5 Building regular data cubes

Configurations to run the chapter

R
Python

# load package "tibble"
library(tibble)
# load packages "sits" and "sitsdata"
library(sits)
library(sitsdata)
# set tempdir if it does not exist 
tempdir_r <- "~/sitsbook/tempdir/R/dc_regularize"
dir.create(tempdir_r, showWarnings = FALSE, recursive = TRUE)

# load "pysits" library
from pysits import *
from pathlib import Path
# set tempdir if it does not exist 
tempdir_py = Path.home() / "sitsbook/tempdir/Python/dc_regularize"
tempdir_py.mkdir(parents=True, exist_ok=True)

5.1 The need for regular EO data cubes

Analysis Ready Data (ARD) collections are often irregular in space and time. Bands may have different resolutions, images may not cover entire tiles, and time intervals are inconsistent. Clouds and sensor artifacts introduce “holes” in the data, corrupting the time series. If time steps differ or values are missing, batch training breaks and the model learns spurious correlations. Additionally, most machine learning and deep learning libraries expect tensors of identical shape (e.g., n_samples × n_features × time). Regular data cubes guarantee fixed-length feature vectors and GPU-friendly batches. Regularization turns heterogeneous image archives into clean, structured data ready for machine learning models.

Data from ARD collections can be converted into regular data cubes with sits_regularize(), which uses the gdalcubes package [1]. This function has two components:

Spatial harmonization: reproject and resample everything onto the same tiling system and spatial resolution. For example, when Sentinel-1 and Sentinel-2 images are merged in sits, they are projected onto MGRS grid tiles.
Temporal harmonization: creates equispaced intervals (e.g., 16-day, monthly, or seasonal composites), filling gaps introduced by cloud cover and sensor errors. sits stacks every image within a chosen interval to combine them.
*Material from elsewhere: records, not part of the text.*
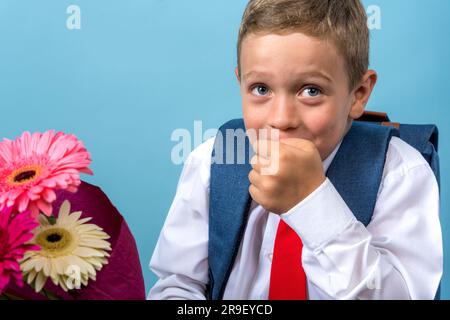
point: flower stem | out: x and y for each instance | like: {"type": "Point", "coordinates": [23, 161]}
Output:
{"type": "Point", "coordinates": [8, 296]}
{"type": "Point", "coordinates": [49, 295]}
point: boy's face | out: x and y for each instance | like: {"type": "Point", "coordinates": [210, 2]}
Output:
{"type": "Point", "coordinates": [299, 85]}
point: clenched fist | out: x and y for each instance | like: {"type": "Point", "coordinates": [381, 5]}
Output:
{"type": "Point", "coordinates": [284, 173]}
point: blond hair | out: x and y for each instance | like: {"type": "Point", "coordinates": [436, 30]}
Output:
{"type": "Point", "coordinates": [342, 21]}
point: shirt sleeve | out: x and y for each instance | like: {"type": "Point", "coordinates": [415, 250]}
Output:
{"type": "Point", "coordinates": [180, 258]}
{"type": "Point", "coordinates": [398, 256]}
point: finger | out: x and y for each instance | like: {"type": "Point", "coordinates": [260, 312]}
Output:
{"type": "Point", "coordinates": [255, 178]}
{"type": "Point", "coordinates": [300, 144]}
{"type": "Point", "coordinates": [255, 193]}
{"type": "Point", "coordinates": [259, 162]}
{"type": "Point", "coordinates": [265, 148]}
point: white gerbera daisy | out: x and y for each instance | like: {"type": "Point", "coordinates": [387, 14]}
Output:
{"type": "Point", "coordinates": [72, 251]}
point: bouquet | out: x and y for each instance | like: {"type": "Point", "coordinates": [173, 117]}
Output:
{"type": "Point", "coordinates": [60, 237]}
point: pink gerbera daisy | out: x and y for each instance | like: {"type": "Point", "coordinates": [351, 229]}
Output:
{"type": "Point", "coordinates": [15, 231]}
{"type": "Point", "coordinates": [34, 165]}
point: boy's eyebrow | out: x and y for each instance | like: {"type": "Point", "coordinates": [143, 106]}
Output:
{"type": "Point", "coordinates": [309, 74]}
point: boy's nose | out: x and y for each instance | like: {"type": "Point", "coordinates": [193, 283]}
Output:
{"type": "Point", "coordinates": [282, 114]}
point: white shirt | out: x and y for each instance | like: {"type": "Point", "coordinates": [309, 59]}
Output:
{"type": "Point", "coordinates": [398, 256]}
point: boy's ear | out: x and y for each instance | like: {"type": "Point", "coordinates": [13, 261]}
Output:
{"type": "Point", "coordinates": [362, 93]}
{"type": "Point", "coordinates": [236, 72]}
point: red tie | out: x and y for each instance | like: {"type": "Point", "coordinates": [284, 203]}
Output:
{"type": "Point", "coordinates": [287, 277]}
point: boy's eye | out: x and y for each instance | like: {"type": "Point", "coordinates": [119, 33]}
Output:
{"type": "Point", "coordinates": [311, 92]}
{"type": "Point", "coordinates": [260, 90]}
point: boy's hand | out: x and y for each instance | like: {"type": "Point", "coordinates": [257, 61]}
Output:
{"type": "Point", "coordinates": [299, 172]}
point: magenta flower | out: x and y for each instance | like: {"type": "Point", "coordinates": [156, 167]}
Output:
{"type": "Point", "coordinates": [34, 165]}
{"type": "Point", "coordinates": [15, 232]}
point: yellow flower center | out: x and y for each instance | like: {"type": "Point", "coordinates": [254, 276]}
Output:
{"type": "Point", "coordinates": [55, 241]}
{"type": "Point", "coordinates": [24, 175]}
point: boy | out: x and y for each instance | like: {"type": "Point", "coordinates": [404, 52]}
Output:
{"type": "Point", "coordinates": [303, 73]}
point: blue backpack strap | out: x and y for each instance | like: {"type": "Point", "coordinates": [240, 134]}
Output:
{"type": "Point", "coordinates": [229, 204]}
{"type": "Point", "coordinates": [361, 154]}
{"type": "Point", "coordinates": [425, 139]}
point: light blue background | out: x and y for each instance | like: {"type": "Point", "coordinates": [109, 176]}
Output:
{"type": "Point", "coordinates": [139, 69]}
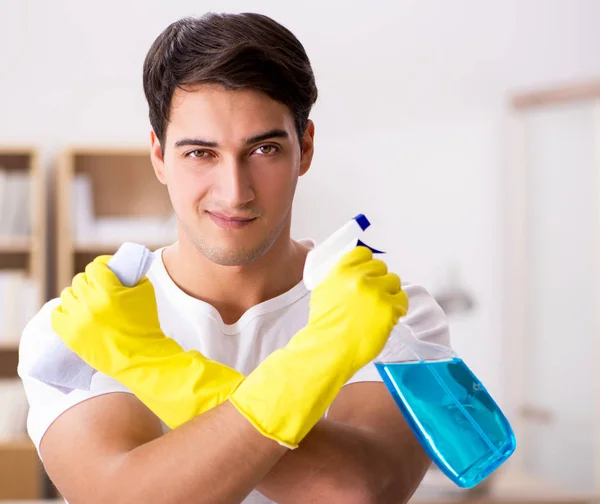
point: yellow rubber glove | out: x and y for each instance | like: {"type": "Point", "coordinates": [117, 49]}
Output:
{"type": "Point", "coordinates": [352, 313]}
{"type": "Point", "coordinates": [115, 329]}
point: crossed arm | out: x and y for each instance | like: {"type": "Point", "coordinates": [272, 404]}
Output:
{"type": "Point", "coordinates": [111, 449]}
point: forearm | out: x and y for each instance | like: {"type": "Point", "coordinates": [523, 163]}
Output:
{"type": "Point", "coordinates": [339, 463]}
{"type": "Point", "coordinates": [217, 457]}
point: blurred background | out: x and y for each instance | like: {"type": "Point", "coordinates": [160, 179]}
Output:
{"type": "Point", "coordinates": [468, 131]}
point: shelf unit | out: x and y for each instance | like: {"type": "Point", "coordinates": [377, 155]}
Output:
{"type": "Point", "coordinates": [123, 184]}
{"type": "Point", "coordinates": [26, 253]}
{"type": "Point", "coordinates": [21, 475]}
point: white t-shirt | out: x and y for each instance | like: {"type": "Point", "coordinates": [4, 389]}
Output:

It sorts images in increasing order of cloud cover percentage. The least cloud-filled image is taken as a reference, and the others are used to try to fill its gaps. Pixels with persistent cloud cover are marked as NA and are temporally interpolated during computation.

5.2 Regularizing Sentinel-2 images

In the following example, we create a non-regular data cube from the Sentinel-2 collection available in Microsoft’s Planetary Computer (MPC). The area lies within the state of Rondônia, Brazil, and is defined by the MGRS tiles 20LKP and 20LLP. We use sits_cube() to retrieve the collection.

R
Python

# Retrieving a non-regular ARD collection from AWS
s2_cube_rondonia <- sits_cube(
    source = "AWS",
    collection = "SENTINEL-2-L2A",
    tiles = c("20LLP", "20LKP"),
    bands = c("B02", "B8A", "B11", "CLOUD"),
    start_date = as.Date("2018-06-30"),
    end_date = as.Date("2018-08-31")
)
# Show the different timelines of the cube tiles
sits_timeline(s2_cube_rondonia)

# Retrieving a non-regular ARD collection from AWS
s2_cube_rondonia = sits_cube(
    source = "AWS",
    collection = "SENTINEL-2-L2A",
    tiles = ("20LLP", "20LKP"),
    bands = ("B02", "B8A", "B11", "CLOUD"),
    start_date = "2018-06-30",
    end_date = "2018-08-31"
)
# Show the different timelines of the cube tiles
sits_timeline(s2_cube_rondonia)

$`20LKP`
 [1] "2018-07-03" "2018-07-08" "2018-07-13" "2018-07-18" "2018-07-23"
 [6] "2018-07-28" "2018-08-02" "2018-08-07" "2018-08-12" "2018-08-17"
[11] "2018-08-22" "2018-08-27"

$`20LLP`
 [1] "2018-06-30" "2018-07-03" "2018-07-05" "2018-07-08" "2018-07-10"
 [6] "2018-07-13" "2018-07-15" "2018-07-18" "2018-07-20" "2018-07-23"
[11] "2018-07-25" "2018-07-28" "2018-07-30" "2018-08-02" "2018-08-04"
[16] "2018-08-07" "2018-08-09" "2018-08-12" "2018-08-14" "2018-08-17"
[21] "2018-08-19" "2018-08-22" "2018-08-24" "2018-08-27" "2018-08-29"

R
Python

# plot the least cloudy image of the cube
s2_cube_rondonia |>  
    dplyr::filter(tile == "20LLP") |>  
    plot()

# plot the least cloudy image of the cube
plot(
    s2_cube_rondonia.query("tile == '20LLP'")
)

Figure 5.1: Instance of non-regularized Sentinel-2 image covering only part of tile tile 20LLP.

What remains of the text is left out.